De onderzoekers denken dat de uitkomst van deze studie bij kan dragen aan het terugdringen van het risico op progressie na transplantatie. Moskowitz: “Voor deze patiënten kan consolidatietherapie met BV naar mijn mening de standaardbehandeling worden.”
Referentie
1. Moskowitz C, et al. Blood 2014;124: abstr 673.
Dr. A. Danen, wetenschapsjournalist
Commentaar prof. dr. A. Hagenbeek, internist-hematoloog, Academisch Medisch Centrum, Amsterdam
Hoewel het hodgkinlymfoom (HL) anno 2015 bij de meeste patiënten te genezen is (bij 90% van patiënten die zich presenteren in stadium I/II en bij 70-80% in stadium III/IV), blijft er toch behoefte bestaan om patiënten die niet op de eerstelijnsbehandeling reageren (primair refractair) of een recidief ontwikkelen een beter perspectief te bieden. Thans is 50-60% gevoelig voor tweedelijnschemotherapie (DHAP, ICE , et cetera) en komt daardoor in aanmerking voor afronding van de behandeling met hoge doses, mergablatieve chemotherapie (BEAM, CBV, et cetera) gevolgd door autologe stamceltransplantatie (auto-SCT). Van de getransplanteerde patiënten blijkt 50% – in tweede ronde dus – genezen te zijn. Van de totale groep refractaire/recidief patiënten dus slechts 25-30% en dat is te weinig.
Door brentuximab vedotin (BV; eigenlijk via CD30 ter plaatse afgegeven ultra hoge dosis intracellulaire chemotherapie) als onderhoudsbehandeling toe te passen na auto-SCT toonde de AETHERA-studie overtuigend aan dat de mediane progressievrije overleving significant werd verlengd van 24 naar 43 maanden, gepaard met een acceptabel (neuro) toxiciteitsprofiel. Deze klinisch relevante bevinding geldt voor alle drie de subgroepen: primair refractaire patiënten, recidieven binnen 1 jaar na eerstelijnschemotherapie en late recidieven met extranodale lokalisaties. Of dit ook geldt voor patiënten met andere uit de literatuur bekende ongunstige prognostische factoren, zoals uitgebreid stadium, bulky disease, hogere leeftijd, matige conditie, anemie en PET-positieve laesies na tweedelijnschemotherapie valt te bezien. Evenmin kan op basis van deze studie worden beantwoord of BV-onderhoud winst betekent bij patiënten met een gunstigere prognose ten tijde van het recidief voorafgaand aan tweedelijnsbehandeling en auto-SCT.

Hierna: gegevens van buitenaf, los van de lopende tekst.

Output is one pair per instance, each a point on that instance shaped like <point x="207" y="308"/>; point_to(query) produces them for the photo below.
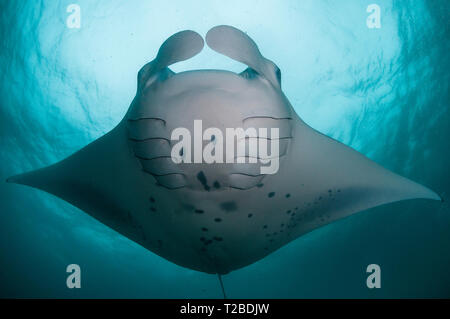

Opvalt dat in de placeboarm de meeste progressies optraden binnen vier maanden na auto-SCT, dat wil zeggen 30% versus 10% in de BV-arm. Daarna verlopen de progressievrije overlevingscurves min of meer parallel. Deze snelle recidieven onderstrepen het hoog-risicokarakter van patiënten in deze studie en tevens de effectiviteit van BV.
Over het effect van BV op de totale overleving is geen duidelijke uitspraak te doen aangezien in de controlearm 85% van de patiënten alsnog met BV werd behandeld.
Samenvattend laat ook de AETHERA-studie zien dat BV een welkome aanwinst is voor de behandeling van HL-patiënten die niet in eerste ronde worden genezen. Behalve als onderhoudsbehandeling na auto-SCT wordt de rol van BV als onderdeel van de eerstelijnsinductiebehandeling en in combinatie met tweedelijnsbehandeling voorafgaande aan auto-SCT thans uitvoerig onderzocht in diverse fase 2- en 3-studies.